Alors que plus d'un million d'Américains sont contaminés par le virus et que plus de 60'000 personnes en sont mortes, selon les chiffres de l'Institut Johns Hopkins, la gestion de la crise sanitaire par le président est sous le feu des critiques. Quant au démantèlement de l'Obamacare, l'assurance maladie universelle promulguée en 2010, une des grandes fiertés de Donald Trump, il devient de plus en plus difficile à défendre. Voilà qui n'a pas échappé aux démocrates.
Juliette Galeazzi
Pas de réponses à une ancienne assistante l'accusant de harcèlement
Sous une pression croissante pour répondre à l'accusation d'agression sexuelle d'une ancienne assistante, le candidat démocrate à la Maison Blanche Joe Biden a mis en avant mercredi soir son bilan dans la lutte contre les violences faites aux femmes. Il n'a cependant pas évoqué l'affaire.
Tara Reade, 56 ans, accuse Joe Biden de l'avoir agressée sexuellement en 1993, lorsqu'il était sénateur et qu'elle travaillait pour son équipe à Washington.

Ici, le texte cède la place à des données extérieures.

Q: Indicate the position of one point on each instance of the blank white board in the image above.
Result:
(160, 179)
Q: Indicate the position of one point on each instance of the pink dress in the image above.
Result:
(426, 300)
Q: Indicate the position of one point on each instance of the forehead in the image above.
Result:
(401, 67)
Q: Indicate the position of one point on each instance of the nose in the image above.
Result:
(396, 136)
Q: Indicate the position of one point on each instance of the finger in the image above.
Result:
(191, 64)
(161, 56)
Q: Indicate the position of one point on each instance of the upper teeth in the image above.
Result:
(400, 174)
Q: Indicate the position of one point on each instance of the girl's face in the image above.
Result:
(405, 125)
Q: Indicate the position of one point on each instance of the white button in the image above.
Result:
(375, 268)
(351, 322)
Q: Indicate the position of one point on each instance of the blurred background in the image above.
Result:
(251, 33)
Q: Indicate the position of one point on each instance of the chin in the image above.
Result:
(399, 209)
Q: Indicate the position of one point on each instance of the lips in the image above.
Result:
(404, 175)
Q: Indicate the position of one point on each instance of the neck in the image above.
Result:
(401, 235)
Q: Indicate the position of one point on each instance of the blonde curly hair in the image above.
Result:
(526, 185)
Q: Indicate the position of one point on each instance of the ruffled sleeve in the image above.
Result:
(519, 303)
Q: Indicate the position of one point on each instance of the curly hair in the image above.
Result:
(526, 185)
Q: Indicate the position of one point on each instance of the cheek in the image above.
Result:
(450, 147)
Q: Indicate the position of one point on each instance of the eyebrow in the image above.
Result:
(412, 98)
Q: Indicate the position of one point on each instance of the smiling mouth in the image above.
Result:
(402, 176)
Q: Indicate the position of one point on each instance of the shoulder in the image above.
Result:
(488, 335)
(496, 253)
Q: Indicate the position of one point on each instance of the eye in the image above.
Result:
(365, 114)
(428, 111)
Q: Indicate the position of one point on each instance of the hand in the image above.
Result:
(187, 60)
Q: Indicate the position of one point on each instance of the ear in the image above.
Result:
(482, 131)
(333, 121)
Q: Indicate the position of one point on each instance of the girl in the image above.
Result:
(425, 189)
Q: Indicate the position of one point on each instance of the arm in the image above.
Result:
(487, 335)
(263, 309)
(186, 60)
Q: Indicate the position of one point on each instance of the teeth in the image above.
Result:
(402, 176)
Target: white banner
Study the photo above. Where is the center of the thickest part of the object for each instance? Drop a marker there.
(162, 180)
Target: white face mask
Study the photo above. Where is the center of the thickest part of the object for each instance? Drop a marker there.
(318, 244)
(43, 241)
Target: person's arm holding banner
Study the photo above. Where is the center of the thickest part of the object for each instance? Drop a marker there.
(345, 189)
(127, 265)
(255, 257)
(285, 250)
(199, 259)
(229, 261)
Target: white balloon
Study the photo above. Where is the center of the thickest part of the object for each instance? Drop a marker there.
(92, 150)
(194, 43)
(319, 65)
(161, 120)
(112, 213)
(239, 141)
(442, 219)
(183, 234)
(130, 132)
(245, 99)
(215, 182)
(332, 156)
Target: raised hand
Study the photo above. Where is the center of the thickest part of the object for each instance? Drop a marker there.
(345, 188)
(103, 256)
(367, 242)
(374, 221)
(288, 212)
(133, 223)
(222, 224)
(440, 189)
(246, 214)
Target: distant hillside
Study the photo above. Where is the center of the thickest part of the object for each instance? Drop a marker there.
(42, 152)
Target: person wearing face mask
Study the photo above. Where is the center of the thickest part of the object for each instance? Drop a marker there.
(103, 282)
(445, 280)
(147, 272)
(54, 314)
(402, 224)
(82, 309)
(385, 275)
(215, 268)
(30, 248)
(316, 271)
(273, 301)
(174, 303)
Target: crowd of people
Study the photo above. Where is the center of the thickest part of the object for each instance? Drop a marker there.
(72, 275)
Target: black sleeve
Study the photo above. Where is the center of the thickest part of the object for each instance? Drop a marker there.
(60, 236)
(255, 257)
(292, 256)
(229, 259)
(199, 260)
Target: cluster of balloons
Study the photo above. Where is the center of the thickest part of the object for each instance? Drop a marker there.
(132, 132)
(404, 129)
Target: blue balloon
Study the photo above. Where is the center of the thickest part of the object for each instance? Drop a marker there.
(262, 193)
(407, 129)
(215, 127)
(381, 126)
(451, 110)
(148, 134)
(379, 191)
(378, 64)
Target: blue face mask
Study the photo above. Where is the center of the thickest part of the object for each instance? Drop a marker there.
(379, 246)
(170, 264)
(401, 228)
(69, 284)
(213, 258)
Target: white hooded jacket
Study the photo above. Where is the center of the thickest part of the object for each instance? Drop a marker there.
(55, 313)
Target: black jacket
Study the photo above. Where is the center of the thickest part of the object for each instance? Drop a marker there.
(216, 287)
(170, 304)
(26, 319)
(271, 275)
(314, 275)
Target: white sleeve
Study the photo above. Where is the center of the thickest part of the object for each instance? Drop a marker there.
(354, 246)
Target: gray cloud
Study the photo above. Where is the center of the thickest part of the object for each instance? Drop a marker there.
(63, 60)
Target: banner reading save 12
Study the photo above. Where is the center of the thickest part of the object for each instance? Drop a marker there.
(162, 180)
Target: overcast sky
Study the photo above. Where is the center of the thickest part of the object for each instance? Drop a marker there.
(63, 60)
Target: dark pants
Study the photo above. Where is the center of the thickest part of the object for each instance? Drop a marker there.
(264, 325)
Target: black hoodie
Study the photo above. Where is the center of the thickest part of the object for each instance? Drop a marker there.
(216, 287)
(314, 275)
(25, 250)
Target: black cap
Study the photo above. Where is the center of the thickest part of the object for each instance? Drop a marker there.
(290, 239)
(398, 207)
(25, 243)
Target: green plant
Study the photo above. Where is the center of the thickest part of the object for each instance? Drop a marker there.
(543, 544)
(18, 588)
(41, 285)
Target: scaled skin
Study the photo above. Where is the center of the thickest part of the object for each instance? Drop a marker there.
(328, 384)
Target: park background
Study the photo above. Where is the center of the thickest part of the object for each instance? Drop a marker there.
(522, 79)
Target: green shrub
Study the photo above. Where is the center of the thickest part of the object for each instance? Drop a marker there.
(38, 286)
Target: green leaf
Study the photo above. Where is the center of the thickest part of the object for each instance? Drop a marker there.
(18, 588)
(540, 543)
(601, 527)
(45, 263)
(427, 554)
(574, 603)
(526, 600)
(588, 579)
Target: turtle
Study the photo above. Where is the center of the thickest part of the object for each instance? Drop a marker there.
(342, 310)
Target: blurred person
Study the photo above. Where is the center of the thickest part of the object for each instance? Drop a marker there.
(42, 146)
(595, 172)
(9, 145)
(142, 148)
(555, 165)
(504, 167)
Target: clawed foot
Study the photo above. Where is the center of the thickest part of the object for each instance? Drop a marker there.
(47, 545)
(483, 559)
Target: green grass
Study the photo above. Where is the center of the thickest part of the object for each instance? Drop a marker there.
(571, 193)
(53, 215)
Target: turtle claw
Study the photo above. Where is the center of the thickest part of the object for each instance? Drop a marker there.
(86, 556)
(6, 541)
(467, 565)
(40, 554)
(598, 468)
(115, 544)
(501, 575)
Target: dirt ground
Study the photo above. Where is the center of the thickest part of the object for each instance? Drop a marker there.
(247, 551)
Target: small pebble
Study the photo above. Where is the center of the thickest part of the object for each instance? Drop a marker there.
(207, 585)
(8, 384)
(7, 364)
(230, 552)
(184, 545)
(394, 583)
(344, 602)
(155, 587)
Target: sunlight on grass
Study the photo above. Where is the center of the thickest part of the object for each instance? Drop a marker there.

L'équipe de Donald Trump, lui-même accusé par plusieurs femmes de harcèlement et agressions ces dernières années, attaque Joe Biden et ses soutiens en employant des mots particulièrement embarrassants. Ceux de l'ancien vice-président de Barack Obama lui-même, qui a dit, et répété, qu'il "faut du courage pour dénoncer une agression sexuelle", en appelant à écouter les victimes.
Sauf que face à Tara Reade, le candidat démocrate à la Maison Blanche oppose un silence assourdissant, tandis que son équipe ne s'est fendue que d'un démenti ferme, à la mi-avril, auquel elle renvoie depuis.